One thing Agnew and Philip Morrison do agree on: when you went to the movies on Tinian you could not hear the sound track for the rain beating on your helmet. Morrison remembers them always playing a follow-the-bouncing-ball sing-along of White Christmas--the G.I.s bellowing White Christmas all spring and summer. He also remembers the physicists preparing the necessary ingredients for ice cream, then sending the concoction up 30,000 ft. in a B-29 to freeze the stuff: a $25,000 dessert. And he remembers the bombers going on missions before Aug. 6. Sometimes the planes would be overloaded and would crash on takeoff. Great pillars of fire would rise on the beach, men burning alive inside them.

Of the original four runways on Tinian, two are still operable: wide, white, gleaming strips made of coral and asphalt, surrounded by orange flame trees bent by the mild wind toward the ocean, and green spongy hills, and the encroaching thick, tall grass. The island is nearly empty now, down from a population of 20,000 U.S. servicemen in 1945 to 800 Chamorro natives, who fish, raise goats or herd cattle. Not far from the runways stands the bombed-out shell of the Japanese officers' quarters: charred timbers, a huge bomb hole in the roof, a tree blooming through the hole. Not far from there is what looks like a fresh grave, about 10 ft. by 18 ft., in a grassed-over area that once was "Atomic Bomb Pit No. 1 ," marked by a sign that resembles a picnic-area sign in a public park. Growing on the plot are a dwarfed and twisted coconut tree and a pometia tree that looks like a stalk of grapes stripped bare. Before the plot is a stone marker shaped like a public trash can with an inscription saying that here the Bomb was loaded up into the Enola Gay on the afternoon of Aug. 5. It was Agnew's day.

"And then came the night of our mission. Our B-29s had a circle with a black arrow in it as their insignia. All the other B-29s had triangles or circles with letters of the alphabet. But the night before the mission, on Aug. 5, Tokyo Rose came on the radio and said, 'Black Arrow Squadron, we know who you are and what you are, and we are ready for you.' Early the next morning we didn't have black arrows anymore. We had triangles with letters, which I thought was chicken. But it was prudent.

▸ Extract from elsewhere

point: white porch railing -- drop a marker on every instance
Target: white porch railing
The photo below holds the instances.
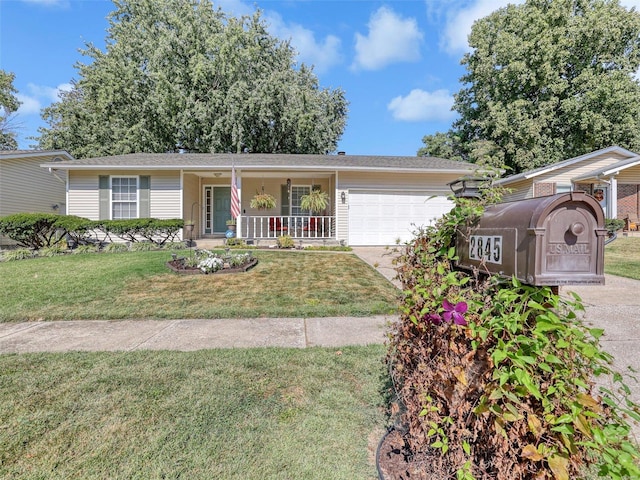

"So off we went, flying near the Enola Gay all the way, all 13 hours. The weather plane had returned and reported that everything was peachy keen. A little before 8:15, the area was clear, the Enola Gay was right on target, and we were alongside, about a quarter-mile away. Then we caught the tone signal, which meant that the Bomb was armed and ready to drop. When the tone went off, that meant the Bomb was on the way down, so we dropped our measuring gauges, our own little 'bombs.' Then we saw the flash of light. And the camera was rolling. We must have been seven miles away when the shock waves hit the plane. All I remember is we sure got out of there in a hurry, which was fine by me. I just wanted to get home."